JAPAN-S. KOREA Foreign ministers from Japan and South Korea held a rare meeting yesterday on the eve of the 50th anniversary since their countries normalized relations marred by Japan’s colonization and World War II conquest. Yet ties between the two are so low that one hoped-for outcome of the meeting is an agreement for the countries’ leaders to just show up at today’s ceremonies in their respective capitals, instead of exchanging written statements.
GERMANY-EGYPT A prominent Al-Jazeera Arabic journalist is detained in Germany over an Egyptian arrest warrant, the Qatar-based broadcaster reports. Ahmed Mansour, 52, a senior journalist with the Qatar-based broadcaster’s Arabic service, was detained at Tegel airport on Saturday on an Egyptian arrest warrant, Al-Jazeera said.
SAUDI Arabia Diplomatic documents published by WikiLeaks provide unusual insight into day-to-day diplomacy in Saudi Arabia — and a snapshot of the lavish spending habits of senior royals.
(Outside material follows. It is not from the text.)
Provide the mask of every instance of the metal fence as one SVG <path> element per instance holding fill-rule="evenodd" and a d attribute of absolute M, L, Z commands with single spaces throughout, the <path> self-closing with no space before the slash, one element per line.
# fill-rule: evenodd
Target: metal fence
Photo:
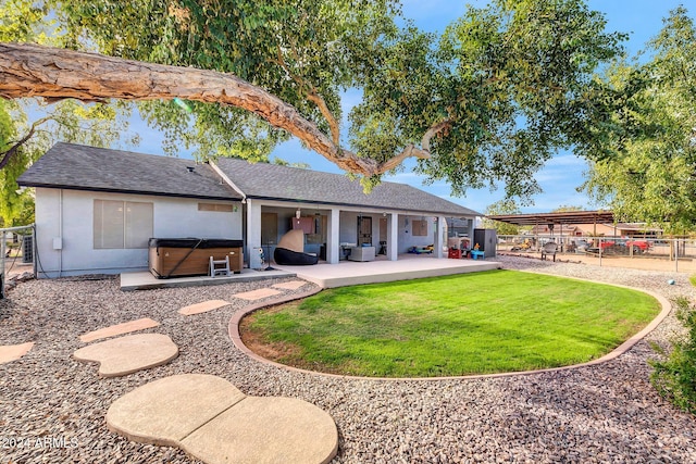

TURKEY After visiting a camp for Syrian refugees in southeastern Turkey on Saturday, actress Angelina Jolie said the world is living through an era of mass displacement. Jolie, reading from a prepared speech alongside United Nations High Commissioner on Refugees Antonio Guterres, told journalists that “never before have so many people been dispossessed or stripped of their human rights.”
USA Google plans to censor unauthorized nude photos from its influential Internet search engine in a policy change aimed at cracking down on a malicious practice known as “revenge porn.” The new rules announced Friday will allow people whose naked pictures have been posted on a website without their permission to ask Google to prevent links to the image from appearing in its search results. A form for submitting the censorship requests to Google should be available within the next few weeks.